Olivia Croteau croit qu’un cours d’éducation à la chasse en français lui permettra de mieux comprendre en détail le contenu. (Claudiane Samson/Radio-Canada)
« J’ai toujours trouvé intéressant le fait de pouvoir tuer puis de l’emmener [tout de suite] dans ton assiette. De ne pas avoir tout le processus chimique qu’il y a entre l’épicerie et la ferme ou peu importe jusqu’à la maison. »Olivia Croteau, participante

La Québécoise d’origine pense que, pour vivre au Yukon, il faut aimer le plein air. « Je dirais qu’il y a vraiment un gros bassin de gens qui aiment la chasse, la pêche. [Et] j’ai l’impression que les gens ici chassent vraiment et uniquement pour subvenir à leur famille ou pour leurs besoins personnels. »

Maya Poirier affirme qu’abattre un animal pour se nourrir est un privilège qu’il faut reconnaître et apprécier, mais il s’agit aussi d’une responsabilité. Bien qu’elle ait passé toute son enfance au territoire, l’instructrice ne s’est mise à la chasse que récemment, abattant son premier mouflon l’an dernier.

« Ce n’est pas juste à propos de tuer un animal, c’est toute la préparation aussi. La vie dans la nature avec les animaux, c’est aussi apprendre à propos de leurs habitudes et on gagne tellement à être dans l’environnement de ces animaux et au milieu de la nature sauvage. C’est vraiment beaucoup plus que tuer des animaux pour nous en tant que chasseurs responsables et respectueux au Yukon. »

Le coordinateur à l’éducation de la chasse, Jim Welsh, croit que Maya Poirier saura partager les valeurs de respect de l’environnement aux nouveaux chasseurs. (Claudiane Samson/Radio-Canada)

Le coordinateur à l’éducation de la chasse au ministère de l’Environnement, Jim Welsh, est ravi que le cours soit finalement offert en français : « Nous voulions engager la communauté francophone et faire grandir cette communauté d’utilisateurs respectueux de l’environnement. »
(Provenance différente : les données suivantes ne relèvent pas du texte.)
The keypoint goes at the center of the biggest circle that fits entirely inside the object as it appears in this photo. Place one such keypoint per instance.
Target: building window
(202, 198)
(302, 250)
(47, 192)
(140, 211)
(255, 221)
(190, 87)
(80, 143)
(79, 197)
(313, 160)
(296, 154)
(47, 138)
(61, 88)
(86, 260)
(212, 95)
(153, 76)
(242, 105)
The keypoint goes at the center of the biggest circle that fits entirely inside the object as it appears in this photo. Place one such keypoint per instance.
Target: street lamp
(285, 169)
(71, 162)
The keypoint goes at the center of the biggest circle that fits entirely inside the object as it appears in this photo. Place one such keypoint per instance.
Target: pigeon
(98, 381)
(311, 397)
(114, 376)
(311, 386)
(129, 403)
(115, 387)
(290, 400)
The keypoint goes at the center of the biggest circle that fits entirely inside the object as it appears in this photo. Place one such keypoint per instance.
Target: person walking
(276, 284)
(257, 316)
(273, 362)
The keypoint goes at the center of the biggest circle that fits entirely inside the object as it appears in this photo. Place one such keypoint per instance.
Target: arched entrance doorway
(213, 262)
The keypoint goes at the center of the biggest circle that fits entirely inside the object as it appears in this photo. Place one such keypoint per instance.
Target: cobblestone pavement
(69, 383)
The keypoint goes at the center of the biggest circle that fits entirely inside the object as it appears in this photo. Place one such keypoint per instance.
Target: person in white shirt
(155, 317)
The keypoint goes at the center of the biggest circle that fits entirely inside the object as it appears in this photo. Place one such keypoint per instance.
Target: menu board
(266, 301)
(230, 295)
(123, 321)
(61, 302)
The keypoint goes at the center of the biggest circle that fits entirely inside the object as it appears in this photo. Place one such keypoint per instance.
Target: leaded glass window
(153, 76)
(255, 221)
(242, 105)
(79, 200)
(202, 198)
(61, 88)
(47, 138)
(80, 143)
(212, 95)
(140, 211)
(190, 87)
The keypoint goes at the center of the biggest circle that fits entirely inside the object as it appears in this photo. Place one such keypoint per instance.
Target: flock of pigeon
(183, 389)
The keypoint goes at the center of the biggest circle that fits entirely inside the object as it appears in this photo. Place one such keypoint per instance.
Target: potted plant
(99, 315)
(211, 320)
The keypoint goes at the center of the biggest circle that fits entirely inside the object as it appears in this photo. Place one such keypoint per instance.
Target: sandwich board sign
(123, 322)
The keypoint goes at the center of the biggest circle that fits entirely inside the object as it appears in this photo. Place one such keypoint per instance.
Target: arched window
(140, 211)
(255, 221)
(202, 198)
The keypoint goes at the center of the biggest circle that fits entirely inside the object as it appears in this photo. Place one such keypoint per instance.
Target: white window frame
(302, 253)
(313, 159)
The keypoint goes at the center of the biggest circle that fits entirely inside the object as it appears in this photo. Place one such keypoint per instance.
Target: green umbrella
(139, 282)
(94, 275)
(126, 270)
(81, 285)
Jim Welsh affirme voir un changement chez les nouveaux chasseurs. « De plus en plus de chasseurs se déplacent sans moteurs, dit-il, et je vois des groupes ou plusieurs familles se partager un seul orignal. »

Le cours d’éducation et d’éthique traite, en plus des valeurs de respect, de survie en forêt, de réglementation, d’identification des espèces, de maniement d’armes et de circulation sur les terres des Premières Nations.

Le cours du mercredi soir dispose encore de places, mais doit être précédé d’un module d’apprentissage en ligne pour lequel huit heures sont à prévoir.